Department of Computer Science, New York University, New York, NY, USA.
AI Laboratory, Shenzhen Children's Hospital, Shenzhen, China.
J Child Psychol Psychiatry. 2023 Jun;64(6):966-967. doi: 10.1111/jcpp.13764. Epub 2023 Feb 19.

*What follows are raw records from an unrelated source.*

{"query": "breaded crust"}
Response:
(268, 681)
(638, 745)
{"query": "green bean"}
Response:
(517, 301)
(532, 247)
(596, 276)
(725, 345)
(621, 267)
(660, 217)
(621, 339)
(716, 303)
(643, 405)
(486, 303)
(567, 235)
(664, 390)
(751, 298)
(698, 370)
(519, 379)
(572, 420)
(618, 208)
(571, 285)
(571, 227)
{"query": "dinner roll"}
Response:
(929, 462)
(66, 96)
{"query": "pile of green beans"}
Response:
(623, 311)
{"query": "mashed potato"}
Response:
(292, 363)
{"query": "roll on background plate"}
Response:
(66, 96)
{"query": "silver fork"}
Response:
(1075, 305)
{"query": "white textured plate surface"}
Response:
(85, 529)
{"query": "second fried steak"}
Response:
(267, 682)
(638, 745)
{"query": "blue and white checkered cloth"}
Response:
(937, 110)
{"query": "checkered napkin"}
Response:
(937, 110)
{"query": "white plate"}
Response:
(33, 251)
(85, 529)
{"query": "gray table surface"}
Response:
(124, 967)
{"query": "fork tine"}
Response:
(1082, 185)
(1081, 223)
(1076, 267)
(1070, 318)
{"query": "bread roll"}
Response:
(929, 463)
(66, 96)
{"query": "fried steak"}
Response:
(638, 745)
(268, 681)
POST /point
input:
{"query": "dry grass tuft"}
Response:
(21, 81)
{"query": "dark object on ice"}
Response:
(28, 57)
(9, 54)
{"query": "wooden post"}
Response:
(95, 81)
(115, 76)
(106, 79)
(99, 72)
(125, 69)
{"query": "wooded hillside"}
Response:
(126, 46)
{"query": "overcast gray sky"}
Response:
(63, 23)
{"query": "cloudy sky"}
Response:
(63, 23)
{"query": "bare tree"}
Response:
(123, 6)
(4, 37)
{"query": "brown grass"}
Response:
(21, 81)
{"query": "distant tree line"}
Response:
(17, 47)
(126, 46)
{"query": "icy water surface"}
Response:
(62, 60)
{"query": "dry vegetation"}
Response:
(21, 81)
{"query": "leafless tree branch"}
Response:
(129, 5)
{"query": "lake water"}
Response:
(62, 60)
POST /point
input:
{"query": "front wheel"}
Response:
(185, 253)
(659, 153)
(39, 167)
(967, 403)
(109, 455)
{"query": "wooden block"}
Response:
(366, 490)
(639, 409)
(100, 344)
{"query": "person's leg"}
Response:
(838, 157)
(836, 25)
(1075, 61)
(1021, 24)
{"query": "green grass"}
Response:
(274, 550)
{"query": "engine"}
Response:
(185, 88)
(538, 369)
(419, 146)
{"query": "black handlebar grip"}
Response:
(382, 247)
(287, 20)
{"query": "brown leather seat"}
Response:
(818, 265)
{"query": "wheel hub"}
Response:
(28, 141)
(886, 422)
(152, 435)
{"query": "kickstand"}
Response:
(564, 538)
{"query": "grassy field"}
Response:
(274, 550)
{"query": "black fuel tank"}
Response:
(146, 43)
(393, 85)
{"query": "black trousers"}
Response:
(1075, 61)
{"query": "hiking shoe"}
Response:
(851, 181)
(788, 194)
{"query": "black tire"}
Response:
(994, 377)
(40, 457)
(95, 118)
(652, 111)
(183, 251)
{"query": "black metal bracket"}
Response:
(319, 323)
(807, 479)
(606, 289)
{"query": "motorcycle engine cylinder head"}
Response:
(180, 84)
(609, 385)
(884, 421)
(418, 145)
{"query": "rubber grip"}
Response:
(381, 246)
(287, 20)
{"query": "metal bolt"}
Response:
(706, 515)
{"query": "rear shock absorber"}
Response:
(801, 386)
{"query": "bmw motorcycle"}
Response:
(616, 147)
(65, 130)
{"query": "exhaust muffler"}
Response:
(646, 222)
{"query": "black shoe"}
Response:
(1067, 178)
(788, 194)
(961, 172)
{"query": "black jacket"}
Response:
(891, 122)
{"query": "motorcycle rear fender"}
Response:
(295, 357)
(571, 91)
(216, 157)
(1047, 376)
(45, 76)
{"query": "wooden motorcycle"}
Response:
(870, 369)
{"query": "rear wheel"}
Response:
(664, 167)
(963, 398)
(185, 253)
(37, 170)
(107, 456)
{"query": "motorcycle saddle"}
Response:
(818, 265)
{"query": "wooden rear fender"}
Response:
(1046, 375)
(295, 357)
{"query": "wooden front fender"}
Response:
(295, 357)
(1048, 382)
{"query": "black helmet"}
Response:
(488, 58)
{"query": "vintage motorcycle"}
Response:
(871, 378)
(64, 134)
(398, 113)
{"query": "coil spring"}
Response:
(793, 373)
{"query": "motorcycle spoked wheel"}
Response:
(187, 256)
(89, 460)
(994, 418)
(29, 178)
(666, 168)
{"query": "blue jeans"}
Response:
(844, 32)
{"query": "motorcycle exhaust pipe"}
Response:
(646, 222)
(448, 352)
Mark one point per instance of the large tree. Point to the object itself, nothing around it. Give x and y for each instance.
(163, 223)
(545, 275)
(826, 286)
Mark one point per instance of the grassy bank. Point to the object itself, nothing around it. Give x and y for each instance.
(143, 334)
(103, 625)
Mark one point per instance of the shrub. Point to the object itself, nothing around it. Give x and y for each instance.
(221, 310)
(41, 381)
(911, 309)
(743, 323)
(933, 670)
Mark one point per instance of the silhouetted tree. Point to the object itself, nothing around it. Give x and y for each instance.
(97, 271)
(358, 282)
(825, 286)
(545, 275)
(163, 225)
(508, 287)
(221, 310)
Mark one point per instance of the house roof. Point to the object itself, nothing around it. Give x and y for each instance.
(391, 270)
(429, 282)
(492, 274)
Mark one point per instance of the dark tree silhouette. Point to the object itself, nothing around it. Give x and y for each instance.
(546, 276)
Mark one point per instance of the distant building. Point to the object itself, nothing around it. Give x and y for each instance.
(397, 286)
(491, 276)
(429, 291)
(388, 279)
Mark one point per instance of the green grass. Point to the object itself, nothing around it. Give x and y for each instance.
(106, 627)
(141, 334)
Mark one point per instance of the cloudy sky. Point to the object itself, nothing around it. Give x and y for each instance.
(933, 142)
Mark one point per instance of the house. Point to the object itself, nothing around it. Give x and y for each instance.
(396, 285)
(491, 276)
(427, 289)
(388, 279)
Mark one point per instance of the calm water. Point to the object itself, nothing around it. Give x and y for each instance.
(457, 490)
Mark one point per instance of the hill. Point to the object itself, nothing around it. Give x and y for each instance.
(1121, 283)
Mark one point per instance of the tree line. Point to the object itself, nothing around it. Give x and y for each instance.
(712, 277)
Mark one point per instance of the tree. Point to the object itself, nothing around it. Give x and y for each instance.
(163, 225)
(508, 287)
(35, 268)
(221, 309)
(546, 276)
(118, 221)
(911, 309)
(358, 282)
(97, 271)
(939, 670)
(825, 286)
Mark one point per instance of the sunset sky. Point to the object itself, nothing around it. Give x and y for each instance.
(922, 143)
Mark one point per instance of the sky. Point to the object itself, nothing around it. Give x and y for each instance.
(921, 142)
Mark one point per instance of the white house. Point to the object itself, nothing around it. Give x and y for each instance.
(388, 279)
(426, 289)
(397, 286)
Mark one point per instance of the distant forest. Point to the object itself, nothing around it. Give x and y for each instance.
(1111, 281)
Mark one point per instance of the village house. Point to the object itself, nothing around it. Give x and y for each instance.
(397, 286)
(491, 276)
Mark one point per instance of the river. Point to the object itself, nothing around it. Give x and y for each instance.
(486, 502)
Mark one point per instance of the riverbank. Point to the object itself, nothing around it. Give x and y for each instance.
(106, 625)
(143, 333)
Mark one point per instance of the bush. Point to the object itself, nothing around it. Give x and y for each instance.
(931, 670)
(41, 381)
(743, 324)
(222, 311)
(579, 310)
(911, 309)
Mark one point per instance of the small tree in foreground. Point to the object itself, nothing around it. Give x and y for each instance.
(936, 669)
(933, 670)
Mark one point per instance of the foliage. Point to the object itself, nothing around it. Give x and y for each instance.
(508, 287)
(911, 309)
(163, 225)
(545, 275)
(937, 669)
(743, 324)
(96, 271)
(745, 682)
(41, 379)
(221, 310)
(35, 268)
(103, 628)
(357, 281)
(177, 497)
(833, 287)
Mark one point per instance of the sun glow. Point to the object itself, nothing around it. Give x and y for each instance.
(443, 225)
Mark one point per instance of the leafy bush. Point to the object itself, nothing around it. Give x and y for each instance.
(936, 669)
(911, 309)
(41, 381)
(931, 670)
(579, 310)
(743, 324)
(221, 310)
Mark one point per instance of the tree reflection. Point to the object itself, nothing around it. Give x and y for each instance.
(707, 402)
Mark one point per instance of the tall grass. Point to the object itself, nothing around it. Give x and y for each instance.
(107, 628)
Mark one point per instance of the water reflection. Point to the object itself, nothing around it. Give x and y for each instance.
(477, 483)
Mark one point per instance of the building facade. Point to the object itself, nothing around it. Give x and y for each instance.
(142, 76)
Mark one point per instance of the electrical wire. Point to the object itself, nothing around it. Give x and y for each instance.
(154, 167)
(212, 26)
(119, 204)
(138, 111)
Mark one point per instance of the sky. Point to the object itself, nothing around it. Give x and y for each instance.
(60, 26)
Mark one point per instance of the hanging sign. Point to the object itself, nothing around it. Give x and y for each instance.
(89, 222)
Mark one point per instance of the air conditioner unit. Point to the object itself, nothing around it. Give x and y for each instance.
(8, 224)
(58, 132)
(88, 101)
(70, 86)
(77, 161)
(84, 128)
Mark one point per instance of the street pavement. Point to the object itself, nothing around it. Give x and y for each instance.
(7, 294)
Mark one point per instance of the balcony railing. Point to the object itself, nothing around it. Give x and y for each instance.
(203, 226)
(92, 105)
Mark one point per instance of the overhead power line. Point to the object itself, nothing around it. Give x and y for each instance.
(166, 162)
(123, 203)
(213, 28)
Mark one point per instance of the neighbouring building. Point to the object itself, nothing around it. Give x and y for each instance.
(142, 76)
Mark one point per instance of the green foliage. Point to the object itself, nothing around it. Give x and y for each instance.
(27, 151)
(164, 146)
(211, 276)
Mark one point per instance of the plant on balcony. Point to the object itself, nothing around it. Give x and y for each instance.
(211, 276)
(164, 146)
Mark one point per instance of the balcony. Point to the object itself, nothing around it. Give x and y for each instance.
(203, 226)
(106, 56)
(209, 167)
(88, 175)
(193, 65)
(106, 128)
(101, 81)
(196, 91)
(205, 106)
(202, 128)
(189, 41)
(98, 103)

The commentary cites a study by Schulte-Rüther et al. (Journal of Child Psychology and Psychiatry, 2022) that proposed a machine learning model to predict a clinical best-estimate diagnosis of ASD when existing other co-occurring diagnoses. We discuss the valuable contribution of this work to developing a reliable computer-assisted diagnosis (CAD) system for ASD and point out that related research can be integrated with other multimodal machine learning methods. For future studies on developing the CAD system for ASD, we propose problems that need to be solved and potential research directions.
述评引用了 Schulte-Rüther 等人(《儿童心理学与精神病学杂志》,2022 年)的一项研究,该研究提出了一种机器学习模型,可在存在其他共病诊断的情况下预测 ASD 的临床最佳估计诊断。我们讨论了这项工作对开发 ASD 可靠计算机辅助诊断(CAD)系统的重要贡献,并指出相关研究可以与其他多模态机器学习方法相结合。对于开发 ASD CAD 系统的未来研究,我们提出了需要解决的问题和潜在的研究方向。